The marathon runner explained she developed a bacterial infection while
visiting Africa this summer to witness the work that has already been
accomplished with the more than $87,000 generated by Amy For Africa supporters.
“I got very sick. They had no medicine at all in the hospital — not one pill,
nothing,” she said, explaining she had to travel eight more hours to get to a
hospital with medicines.
The hospital visit, which required pre-payment for all services including
consultation with a nurse, was merely part of the “extreme culture shock”
Compston said she experienced upon landing in Africa.
“My mind couldn’t process such extreme poverty,” she said, describing her
reaction to the lack of even one modern building in a land with mile after mile
and “hours and hours and hours” of up-close views of severe poverty. “I could
barely talk.
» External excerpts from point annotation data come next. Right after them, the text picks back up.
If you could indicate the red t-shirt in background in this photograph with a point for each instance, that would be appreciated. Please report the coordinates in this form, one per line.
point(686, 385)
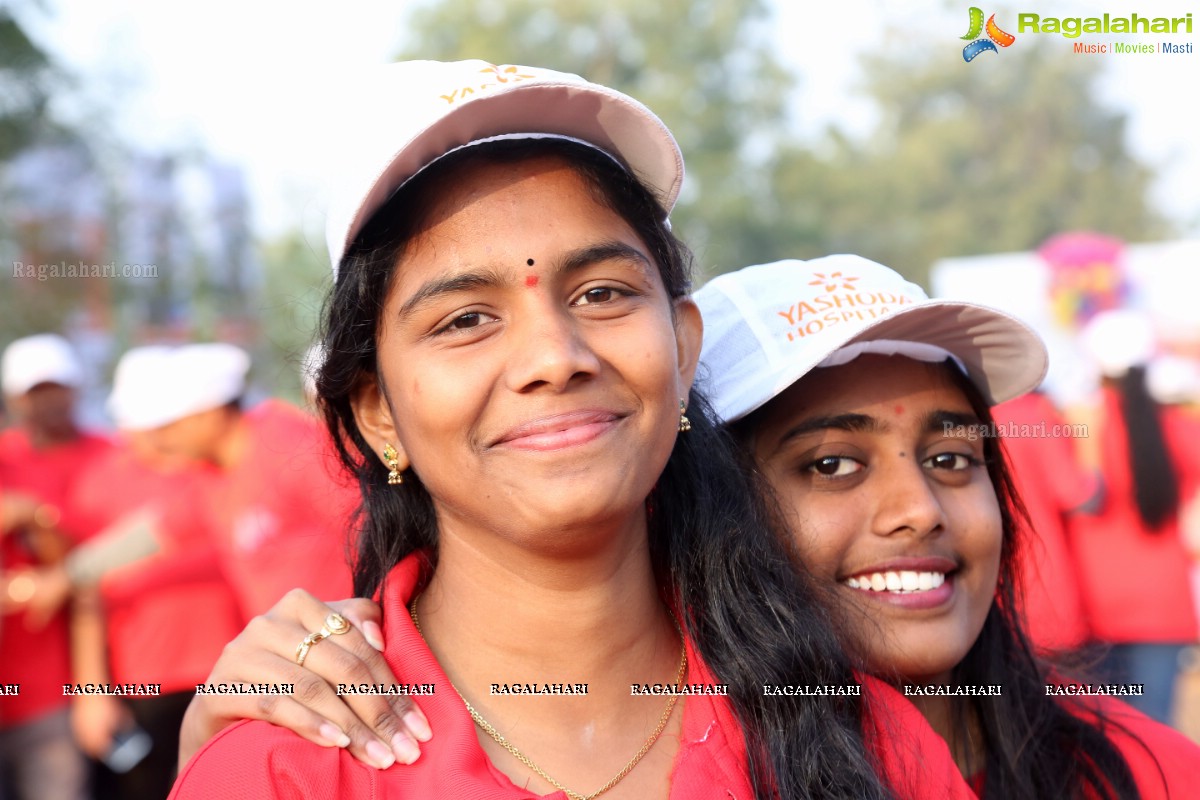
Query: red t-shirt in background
point(1164, 762)
point(1051, 483)
point(167, 615)
point(39, 659)
point(257, 759)
point(1135, 582)
point(283, 512)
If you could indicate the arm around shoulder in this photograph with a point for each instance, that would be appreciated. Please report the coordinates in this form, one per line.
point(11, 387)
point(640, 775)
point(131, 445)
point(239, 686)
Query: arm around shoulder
point(257, 759)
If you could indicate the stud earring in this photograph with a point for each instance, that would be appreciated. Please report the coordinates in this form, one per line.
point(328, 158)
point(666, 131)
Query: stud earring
point(393, 458)
point(684, 422)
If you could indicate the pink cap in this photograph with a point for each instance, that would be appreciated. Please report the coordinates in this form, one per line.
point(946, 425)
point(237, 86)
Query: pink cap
point(412, 113)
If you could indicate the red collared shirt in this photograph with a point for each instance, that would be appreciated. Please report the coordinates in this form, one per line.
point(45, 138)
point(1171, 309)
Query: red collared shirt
point(256, 759)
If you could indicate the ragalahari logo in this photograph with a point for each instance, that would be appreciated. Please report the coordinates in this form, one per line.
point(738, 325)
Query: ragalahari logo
point(995, 36)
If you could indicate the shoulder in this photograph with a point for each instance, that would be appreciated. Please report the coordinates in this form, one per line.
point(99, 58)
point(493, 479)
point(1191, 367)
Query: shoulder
point(1163, 761)
point(257, 759)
I could not process what I was seeing.”
Compston estimated 95 percent of the funds raised for humanitarian works in
Africa have been given by people who live in the Ashland area and attend the 40
to 50 churches where Compston has told of her mission during the past 18 months.
“God has taken over this mission,” she said, citing the original goal to raise
$10,000 and adding the business owners in the audience could surely appreciate
“how God stretched those dollars,” to accomplish more than she had dreamed.
Despite the shocking conditions and extreme needs, Compston said she witnessed
great things being done with money contributed to the Amy For Africa campaign.
The $45 per year needed to sponsor a child for a year provides outstanding
educational opportunities, she said, as well as humanitarian relief and even
medicines and other supplies for the hospital where she initially sought
treatment. The children in the predominantly Muslim nation are learning about
Jesus Christ, she said, while also learning to speak English, a vital skill if
they hope to escape the tribal boundaries of their people, in addition to
mathematics and other crucial subjects.
The African effort has also provided shoes for numerous children in Uganda,
including 80 young orphans supported by the mission, and provided mechanic
training “for a 90-pound five-foot-tall girl” who will teach others how to
repair the scooters and motorcycles used for primary transportation there.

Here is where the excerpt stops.